The death penalty discriminates wherever it is implemented. It takes stock of the branded watches and deep pockets and discards the foul odoured and the wretched in the unwanted pile. In Saudi Arabia, for example, a large number of Pakistanis have been executed on drug-related charges. Most of them were poor labourers duped by kingpins into carrying contraband, often without their knowledge or consent. Many of them were shown dreams of employment or pilgrimage. Dreams that eventually turned into their worst nightmare.
Tomorrow marks the 18th World Day Against the Death Penalty. It is observed every year to shed light not only on the conditions of prisoners on death row but also how their executions are part of a cycle of violence that affects everyone. The trauma does not end with the family. It seeps through the entire jail.

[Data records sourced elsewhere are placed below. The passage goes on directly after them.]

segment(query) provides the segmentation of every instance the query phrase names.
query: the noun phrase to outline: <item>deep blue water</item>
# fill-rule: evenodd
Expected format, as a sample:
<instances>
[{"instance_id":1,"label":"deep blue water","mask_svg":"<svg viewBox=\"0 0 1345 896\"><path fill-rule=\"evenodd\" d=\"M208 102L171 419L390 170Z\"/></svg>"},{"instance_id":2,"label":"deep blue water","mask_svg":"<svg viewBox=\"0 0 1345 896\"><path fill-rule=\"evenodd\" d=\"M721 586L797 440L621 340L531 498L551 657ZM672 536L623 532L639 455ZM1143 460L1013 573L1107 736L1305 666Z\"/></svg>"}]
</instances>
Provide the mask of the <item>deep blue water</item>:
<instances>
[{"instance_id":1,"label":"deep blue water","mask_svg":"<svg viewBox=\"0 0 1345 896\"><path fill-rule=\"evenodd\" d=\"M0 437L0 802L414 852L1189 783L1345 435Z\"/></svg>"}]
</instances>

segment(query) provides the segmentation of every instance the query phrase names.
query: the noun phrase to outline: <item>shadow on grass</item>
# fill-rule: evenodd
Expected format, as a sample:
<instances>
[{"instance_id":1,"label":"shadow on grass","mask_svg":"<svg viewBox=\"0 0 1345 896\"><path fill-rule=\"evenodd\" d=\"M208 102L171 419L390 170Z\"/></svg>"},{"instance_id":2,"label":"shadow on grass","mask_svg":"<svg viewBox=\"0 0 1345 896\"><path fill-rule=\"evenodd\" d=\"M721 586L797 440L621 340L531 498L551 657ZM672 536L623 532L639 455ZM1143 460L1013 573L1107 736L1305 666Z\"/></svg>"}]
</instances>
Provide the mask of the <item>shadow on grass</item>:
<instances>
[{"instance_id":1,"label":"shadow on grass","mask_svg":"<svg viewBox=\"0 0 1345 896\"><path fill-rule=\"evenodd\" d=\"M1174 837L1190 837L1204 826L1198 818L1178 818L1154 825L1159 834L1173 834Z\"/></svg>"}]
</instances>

The shame of killing a person is such that the jail administration turns off the lights and only turns them back on after the hanging has taken place. The execution leaves everyone, from officials to inmates, indelibly traumatised. Even in a place as inherently morbid as a prison, the dread is palpable.
This year’s theme is access to justice. Justice that is elusive in the best of times. But in a lockdown, with a pandemic wreaking havoc all over the world, it is not very different from chasing rainbows. Rainbows that eventually fade to black. No lawyers, no legal counsel, no visits from relatives. The pandemic has been a second death sentence for those already living through one.
Innocence is often a privilege in our criminal justice system. And guilt an indication of deprivation. It is absurd to risk the fate of thousands of faceless individuals languishing in death cells because some of them might be guilty. That is not what justice looks like. Russian roulette perhaps. But not justice.
The writer is the founder and executive director of Justice Project Pakistan.